Alguém se lembra de Chardin?

Agora em janeiro faz quarenta anos da terceira edição em português d’O Fenômeno Humano, de Teilhard de Chardin, uma das mais instigantes e belas obras do pensamento humano, no que se refere às dúvidas e angústias da formação do Universo e do homem nele contido.

Chardin era padre, mas antes disso era biólogo, paleontólogo, filósofo e humanista. Sua observação do Mundo sobre a evolução da vida provocou a ira da cúria romana e do pensamento conservador do cristianismo. Chardin nunca questionou a existência de Deus. O que ele demonstrou foi a inconsistência da criação divina pelos métodos bíblicos.

“Deslocar um objeto para trás no passado equivale a reduzi-lo aos seus mais simples elementos. Seguidas tão longe quanto possível na direção das suas origens, as últimas fibras do composto humano vão confundir-se aos nossos olhos com o próprio estofo do Universo”.

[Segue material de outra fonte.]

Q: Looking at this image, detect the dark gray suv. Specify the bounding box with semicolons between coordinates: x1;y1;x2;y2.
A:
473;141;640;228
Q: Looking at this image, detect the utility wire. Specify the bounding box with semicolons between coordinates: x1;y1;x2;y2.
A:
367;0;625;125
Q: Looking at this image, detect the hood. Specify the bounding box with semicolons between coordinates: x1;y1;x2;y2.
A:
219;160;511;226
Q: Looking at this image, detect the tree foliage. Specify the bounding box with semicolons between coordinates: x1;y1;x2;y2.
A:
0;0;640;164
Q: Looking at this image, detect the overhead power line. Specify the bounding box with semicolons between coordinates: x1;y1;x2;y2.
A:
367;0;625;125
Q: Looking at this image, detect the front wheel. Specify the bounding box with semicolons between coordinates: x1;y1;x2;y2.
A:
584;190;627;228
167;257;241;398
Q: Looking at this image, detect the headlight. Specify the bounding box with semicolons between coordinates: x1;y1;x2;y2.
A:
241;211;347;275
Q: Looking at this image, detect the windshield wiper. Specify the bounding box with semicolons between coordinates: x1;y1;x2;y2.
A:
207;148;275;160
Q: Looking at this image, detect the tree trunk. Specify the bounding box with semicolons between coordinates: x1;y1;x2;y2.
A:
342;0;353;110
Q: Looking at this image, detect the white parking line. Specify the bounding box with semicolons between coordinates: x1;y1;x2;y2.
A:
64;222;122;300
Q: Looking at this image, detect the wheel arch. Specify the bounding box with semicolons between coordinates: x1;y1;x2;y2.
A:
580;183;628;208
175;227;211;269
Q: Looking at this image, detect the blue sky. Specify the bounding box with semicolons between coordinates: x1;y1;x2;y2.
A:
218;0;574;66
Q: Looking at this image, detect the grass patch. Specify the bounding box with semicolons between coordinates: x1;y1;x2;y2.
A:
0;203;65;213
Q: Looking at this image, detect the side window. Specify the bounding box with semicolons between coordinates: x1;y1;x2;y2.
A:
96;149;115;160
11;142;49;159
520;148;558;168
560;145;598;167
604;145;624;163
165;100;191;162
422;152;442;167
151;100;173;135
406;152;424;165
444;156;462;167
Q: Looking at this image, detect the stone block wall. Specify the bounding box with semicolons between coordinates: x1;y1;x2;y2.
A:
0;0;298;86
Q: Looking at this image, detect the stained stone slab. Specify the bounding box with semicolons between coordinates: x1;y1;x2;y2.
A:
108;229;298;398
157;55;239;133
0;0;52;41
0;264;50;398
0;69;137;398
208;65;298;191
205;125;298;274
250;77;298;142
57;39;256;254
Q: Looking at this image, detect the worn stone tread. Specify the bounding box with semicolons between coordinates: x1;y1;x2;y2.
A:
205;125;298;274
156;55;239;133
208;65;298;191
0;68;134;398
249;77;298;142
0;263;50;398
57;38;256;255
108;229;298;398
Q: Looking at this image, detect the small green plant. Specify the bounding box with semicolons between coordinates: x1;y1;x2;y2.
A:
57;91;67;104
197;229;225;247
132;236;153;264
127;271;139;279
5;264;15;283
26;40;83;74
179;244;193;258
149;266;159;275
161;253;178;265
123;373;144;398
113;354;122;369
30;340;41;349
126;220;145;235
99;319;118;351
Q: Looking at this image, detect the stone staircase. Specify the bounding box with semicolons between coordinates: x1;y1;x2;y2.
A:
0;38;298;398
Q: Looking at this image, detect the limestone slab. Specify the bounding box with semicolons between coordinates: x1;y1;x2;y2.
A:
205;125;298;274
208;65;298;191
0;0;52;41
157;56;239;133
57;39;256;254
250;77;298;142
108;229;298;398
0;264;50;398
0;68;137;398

Não é só a citação que chama o atento para a simplicidade profunda da reflexão. Nota-se que Chardin sempre coloca a palavra “Universo” com letra inicial maiúscula. E não é por regra ou sugestão gramatical. Simplesmente ele confunde propositadamente o Universo com Deus. E aí acaba dando ao sentido divino uma conotação de impessoalidade. Conceituação que irritou profundamente os teólogos e a cúria.

“A história e o lugar da Consciência no Mundo permanecem incompreensíveis para quem não tenha visto, previamente, que o Cosmo em que o Homem se encontra implicado, constitui, pela integridade inatacável do seu conjunto, um Sistema, um Totum e um Quantum: Um Sistema pela sua Multiplicidade, - um Totum pela sua Unidade, - um Quantum pela sua energia. Todos três, aliás, no interior de um contorno ilimitado”.

Daí você percebe as maiúsculas que se igualam ao conjunto da “criação divina” não pessoal, mas universal. Sistema, Totum e Quantum. Para os teólogos tradicionais do catolicismo era a tentativa de substituição da santíssima trindade.

Chardin foi perseguido e exilado. Sua obra proibida pela igreja católica. No papado humanístico de João XXIII ele teve sua inclusão canônica restaurada. Reconhecido como filósofo e pensador e não mais como herege. Roncalli foi o papa mais próximo do Homem. E se Deus existe, foi o único papa escolhido por Deus, nos tempos modernos.

Nos tempos do rincho, a filosofia perdeu morada. Despejada pelo mercantilismo mais imediato e estomacal. O que vale é a esperteza, a mentira, o engodo.

As igrejas vendendo lotes no céu aos bobos para edificar na terra o céu de pastores e clérigos. A salvação é a grana. O paraíso perdido é uma conta bancária vazia.

Não há limites para a esperteza. E quem não se aliar aos novos tempos ingressa no bloco dos bestas.

“Lasciate ogni esperanza, voi ch’entrate”. Té mais.

NOTA DO BLOG: Eu não, mas presencio a enganação.

Um comentário:

  1. Uma senhora aula...não aprende quem não quiser. Abraço de Margarida Lemos.